As you can clearly see, not only is Raquel a superior distributed task queue,
job queue, and background worker system, but very likely the best software
ever written in the history of mankind. And I claim this without any bias.

## Thinking behind Raquel

* Random UUID (`uuid4`) is used as job ID, to facilitate migration between databases and HA setups.
* Payload is stored as text, to allow any kind of data to be stored.

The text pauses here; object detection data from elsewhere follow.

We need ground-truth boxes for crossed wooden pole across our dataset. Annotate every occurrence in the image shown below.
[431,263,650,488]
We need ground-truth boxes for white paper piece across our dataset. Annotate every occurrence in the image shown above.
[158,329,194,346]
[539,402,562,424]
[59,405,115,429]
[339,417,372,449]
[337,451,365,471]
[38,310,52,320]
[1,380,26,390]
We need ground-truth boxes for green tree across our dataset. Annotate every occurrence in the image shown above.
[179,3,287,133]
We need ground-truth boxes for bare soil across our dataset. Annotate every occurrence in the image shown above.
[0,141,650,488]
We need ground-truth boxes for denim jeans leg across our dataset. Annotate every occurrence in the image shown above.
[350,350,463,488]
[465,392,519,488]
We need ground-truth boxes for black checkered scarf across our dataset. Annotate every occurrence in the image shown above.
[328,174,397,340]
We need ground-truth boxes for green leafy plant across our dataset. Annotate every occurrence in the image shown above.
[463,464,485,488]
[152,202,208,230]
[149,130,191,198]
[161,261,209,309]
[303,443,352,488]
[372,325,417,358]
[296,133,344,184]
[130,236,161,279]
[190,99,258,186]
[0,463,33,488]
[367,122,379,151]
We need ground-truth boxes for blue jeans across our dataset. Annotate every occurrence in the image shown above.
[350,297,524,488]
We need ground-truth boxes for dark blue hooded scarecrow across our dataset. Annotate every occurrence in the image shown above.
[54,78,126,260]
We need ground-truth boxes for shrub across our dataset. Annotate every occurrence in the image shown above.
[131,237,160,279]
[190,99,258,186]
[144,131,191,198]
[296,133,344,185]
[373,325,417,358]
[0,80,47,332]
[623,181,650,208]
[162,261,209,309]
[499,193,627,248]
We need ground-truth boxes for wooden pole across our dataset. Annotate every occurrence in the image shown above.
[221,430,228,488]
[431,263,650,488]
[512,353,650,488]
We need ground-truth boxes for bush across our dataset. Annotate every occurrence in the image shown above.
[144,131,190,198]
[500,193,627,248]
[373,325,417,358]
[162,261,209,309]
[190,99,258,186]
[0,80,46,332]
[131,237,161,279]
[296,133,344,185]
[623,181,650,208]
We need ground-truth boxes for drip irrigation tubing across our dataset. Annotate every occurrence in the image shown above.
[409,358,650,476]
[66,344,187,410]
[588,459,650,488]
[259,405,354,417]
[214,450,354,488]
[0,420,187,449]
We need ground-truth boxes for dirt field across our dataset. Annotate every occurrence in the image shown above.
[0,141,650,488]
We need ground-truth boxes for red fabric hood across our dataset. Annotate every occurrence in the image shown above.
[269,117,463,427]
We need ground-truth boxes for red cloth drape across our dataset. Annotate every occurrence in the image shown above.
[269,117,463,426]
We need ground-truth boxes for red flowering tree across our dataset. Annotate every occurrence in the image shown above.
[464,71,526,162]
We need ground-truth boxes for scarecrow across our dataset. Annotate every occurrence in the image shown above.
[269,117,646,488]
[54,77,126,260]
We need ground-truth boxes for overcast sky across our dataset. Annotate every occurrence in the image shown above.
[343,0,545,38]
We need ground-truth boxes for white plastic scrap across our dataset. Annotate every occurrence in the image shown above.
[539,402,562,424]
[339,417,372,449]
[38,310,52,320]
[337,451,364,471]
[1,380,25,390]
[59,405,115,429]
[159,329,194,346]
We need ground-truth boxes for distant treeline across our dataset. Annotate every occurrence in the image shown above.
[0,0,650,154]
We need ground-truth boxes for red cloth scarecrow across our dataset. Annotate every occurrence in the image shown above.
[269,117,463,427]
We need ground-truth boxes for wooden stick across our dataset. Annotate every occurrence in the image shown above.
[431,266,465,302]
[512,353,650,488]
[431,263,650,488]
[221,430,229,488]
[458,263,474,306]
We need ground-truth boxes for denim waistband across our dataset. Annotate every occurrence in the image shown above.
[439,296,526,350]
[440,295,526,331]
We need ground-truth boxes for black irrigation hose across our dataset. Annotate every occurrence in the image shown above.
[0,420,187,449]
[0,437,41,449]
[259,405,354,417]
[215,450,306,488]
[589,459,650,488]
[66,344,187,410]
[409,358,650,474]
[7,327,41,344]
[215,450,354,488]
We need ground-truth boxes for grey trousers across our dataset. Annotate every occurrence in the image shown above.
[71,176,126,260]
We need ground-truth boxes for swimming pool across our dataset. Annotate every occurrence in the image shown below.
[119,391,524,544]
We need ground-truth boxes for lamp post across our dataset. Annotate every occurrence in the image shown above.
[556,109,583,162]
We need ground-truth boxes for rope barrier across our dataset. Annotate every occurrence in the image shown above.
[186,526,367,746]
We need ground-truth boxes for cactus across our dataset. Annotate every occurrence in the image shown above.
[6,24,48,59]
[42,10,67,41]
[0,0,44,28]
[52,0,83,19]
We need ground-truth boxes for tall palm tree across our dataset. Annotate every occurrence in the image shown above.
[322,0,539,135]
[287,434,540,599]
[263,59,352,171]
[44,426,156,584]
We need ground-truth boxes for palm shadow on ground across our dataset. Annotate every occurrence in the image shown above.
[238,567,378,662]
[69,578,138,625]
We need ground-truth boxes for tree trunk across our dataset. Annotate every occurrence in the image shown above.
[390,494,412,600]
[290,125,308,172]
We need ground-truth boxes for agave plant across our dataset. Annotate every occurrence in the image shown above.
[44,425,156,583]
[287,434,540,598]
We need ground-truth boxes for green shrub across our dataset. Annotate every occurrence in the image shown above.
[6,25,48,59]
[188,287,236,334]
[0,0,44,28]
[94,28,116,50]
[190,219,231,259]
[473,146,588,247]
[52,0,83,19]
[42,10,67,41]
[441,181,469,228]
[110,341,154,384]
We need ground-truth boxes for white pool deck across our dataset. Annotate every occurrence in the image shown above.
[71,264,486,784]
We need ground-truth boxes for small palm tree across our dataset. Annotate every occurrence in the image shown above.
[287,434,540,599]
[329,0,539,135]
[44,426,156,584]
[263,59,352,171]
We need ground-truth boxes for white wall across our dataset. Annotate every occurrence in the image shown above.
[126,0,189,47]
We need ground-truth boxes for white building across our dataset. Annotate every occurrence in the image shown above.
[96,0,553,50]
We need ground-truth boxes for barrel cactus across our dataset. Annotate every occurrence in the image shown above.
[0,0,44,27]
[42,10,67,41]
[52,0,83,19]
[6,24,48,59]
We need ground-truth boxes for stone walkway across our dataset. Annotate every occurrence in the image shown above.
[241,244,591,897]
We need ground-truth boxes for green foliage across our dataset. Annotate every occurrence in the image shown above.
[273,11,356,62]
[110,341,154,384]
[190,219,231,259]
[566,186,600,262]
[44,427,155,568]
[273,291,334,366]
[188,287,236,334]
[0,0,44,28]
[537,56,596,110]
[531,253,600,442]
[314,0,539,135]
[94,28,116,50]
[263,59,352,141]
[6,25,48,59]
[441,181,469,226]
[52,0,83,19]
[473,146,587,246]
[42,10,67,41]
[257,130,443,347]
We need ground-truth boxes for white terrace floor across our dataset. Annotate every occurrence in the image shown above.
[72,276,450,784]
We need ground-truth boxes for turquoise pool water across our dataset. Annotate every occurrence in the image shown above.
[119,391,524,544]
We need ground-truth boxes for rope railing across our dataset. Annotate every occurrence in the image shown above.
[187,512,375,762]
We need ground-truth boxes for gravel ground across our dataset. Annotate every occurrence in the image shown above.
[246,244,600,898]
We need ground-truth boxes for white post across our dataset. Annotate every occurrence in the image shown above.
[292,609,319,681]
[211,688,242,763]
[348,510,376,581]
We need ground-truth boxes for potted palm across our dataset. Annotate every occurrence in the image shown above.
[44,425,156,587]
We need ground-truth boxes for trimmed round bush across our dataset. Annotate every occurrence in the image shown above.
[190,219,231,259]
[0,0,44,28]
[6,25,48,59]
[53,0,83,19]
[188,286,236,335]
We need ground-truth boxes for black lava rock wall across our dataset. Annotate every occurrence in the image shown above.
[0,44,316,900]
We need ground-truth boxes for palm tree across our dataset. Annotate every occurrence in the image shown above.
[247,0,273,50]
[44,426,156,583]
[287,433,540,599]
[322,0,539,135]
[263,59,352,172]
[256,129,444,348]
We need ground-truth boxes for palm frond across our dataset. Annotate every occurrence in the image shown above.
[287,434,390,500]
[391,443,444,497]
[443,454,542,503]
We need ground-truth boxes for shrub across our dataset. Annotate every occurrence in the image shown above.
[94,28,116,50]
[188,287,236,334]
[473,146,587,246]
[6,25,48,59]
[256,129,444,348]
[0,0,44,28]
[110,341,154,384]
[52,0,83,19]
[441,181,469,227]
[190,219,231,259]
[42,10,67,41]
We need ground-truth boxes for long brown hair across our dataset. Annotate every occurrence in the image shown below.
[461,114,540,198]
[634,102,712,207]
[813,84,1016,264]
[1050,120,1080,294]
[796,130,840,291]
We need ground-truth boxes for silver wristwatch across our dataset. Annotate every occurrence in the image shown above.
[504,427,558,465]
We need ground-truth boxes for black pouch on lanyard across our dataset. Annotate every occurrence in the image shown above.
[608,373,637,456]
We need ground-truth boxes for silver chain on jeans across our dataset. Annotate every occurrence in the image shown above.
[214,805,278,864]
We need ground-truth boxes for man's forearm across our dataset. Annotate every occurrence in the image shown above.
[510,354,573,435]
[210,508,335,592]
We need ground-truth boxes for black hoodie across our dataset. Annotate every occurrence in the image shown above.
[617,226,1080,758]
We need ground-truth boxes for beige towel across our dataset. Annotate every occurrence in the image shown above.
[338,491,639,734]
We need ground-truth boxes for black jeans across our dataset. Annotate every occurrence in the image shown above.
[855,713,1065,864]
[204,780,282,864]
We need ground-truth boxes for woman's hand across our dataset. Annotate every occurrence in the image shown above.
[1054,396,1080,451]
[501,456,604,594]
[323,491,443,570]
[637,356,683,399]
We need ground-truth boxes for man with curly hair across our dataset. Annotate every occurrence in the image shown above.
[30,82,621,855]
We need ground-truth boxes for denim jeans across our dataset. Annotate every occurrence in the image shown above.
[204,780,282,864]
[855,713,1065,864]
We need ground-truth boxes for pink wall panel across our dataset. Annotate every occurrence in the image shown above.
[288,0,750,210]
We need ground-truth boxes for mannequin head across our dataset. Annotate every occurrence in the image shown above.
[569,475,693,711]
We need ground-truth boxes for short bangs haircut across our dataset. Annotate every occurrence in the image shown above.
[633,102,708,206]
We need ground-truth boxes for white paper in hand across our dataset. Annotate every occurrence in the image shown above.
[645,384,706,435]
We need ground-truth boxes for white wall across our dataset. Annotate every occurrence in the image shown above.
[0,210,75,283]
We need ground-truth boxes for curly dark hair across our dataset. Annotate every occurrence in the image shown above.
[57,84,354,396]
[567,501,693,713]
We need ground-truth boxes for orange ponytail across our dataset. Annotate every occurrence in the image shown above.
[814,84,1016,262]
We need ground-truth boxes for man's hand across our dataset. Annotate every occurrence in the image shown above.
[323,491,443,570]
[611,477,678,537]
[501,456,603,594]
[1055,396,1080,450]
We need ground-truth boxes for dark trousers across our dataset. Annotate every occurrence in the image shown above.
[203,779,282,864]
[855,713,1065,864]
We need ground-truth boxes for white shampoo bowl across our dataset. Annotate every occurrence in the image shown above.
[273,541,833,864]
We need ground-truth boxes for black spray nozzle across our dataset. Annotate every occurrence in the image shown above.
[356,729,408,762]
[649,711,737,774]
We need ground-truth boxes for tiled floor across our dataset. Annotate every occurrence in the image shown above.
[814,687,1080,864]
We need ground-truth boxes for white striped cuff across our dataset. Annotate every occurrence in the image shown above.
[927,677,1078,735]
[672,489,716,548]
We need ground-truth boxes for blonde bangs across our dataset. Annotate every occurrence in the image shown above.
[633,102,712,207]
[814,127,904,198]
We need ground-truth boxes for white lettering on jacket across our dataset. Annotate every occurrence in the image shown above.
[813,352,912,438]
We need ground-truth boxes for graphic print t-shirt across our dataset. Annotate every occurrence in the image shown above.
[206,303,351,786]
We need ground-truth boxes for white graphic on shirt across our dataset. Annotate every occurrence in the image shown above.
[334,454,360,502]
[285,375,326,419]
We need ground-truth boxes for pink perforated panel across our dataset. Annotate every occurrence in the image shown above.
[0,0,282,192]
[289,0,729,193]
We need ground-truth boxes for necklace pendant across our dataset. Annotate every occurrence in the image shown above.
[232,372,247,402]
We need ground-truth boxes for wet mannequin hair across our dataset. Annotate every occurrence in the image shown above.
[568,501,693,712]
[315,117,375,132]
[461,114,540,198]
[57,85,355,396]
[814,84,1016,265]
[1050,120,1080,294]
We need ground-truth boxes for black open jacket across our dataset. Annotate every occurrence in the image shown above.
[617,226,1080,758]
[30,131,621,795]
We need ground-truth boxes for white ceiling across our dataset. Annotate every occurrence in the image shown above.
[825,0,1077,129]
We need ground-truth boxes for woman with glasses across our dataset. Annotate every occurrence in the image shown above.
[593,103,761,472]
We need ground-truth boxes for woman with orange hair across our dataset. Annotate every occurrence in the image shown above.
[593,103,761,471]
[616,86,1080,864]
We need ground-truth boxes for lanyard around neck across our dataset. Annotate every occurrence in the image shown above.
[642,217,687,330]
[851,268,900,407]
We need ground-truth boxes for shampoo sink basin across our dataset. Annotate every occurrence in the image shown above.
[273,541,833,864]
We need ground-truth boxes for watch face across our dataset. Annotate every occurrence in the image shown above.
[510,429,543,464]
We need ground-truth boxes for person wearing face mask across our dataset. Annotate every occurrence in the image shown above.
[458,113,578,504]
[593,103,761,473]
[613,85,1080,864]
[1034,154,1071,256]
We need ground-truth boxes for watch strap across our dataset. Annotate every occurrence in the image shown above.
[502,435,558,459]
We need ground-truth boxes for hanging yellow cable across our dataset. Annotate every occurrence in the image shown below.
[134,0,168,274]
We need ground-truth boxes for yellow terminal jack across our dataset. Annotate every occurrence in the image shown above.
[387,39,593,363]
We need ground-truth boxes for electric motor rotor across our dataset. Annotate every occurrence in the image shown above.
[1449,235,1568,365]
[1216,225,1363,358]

* Job lock is performed by first selecting the first unclaimed job through `SELECT... WHERE status = 'queued'`
  and then doing the `UPDATE... WHERE id = ?` query in the same transaction, to ensure atomicity.
  When possible (in PostgreSQL or MySQL), `SELECT FOR UPDATE SKIP LOCKED` is used for more efficiency.
* All timestamps are stored as milliseconds since epoch (UTC timezone). This removes any confusion about timezones.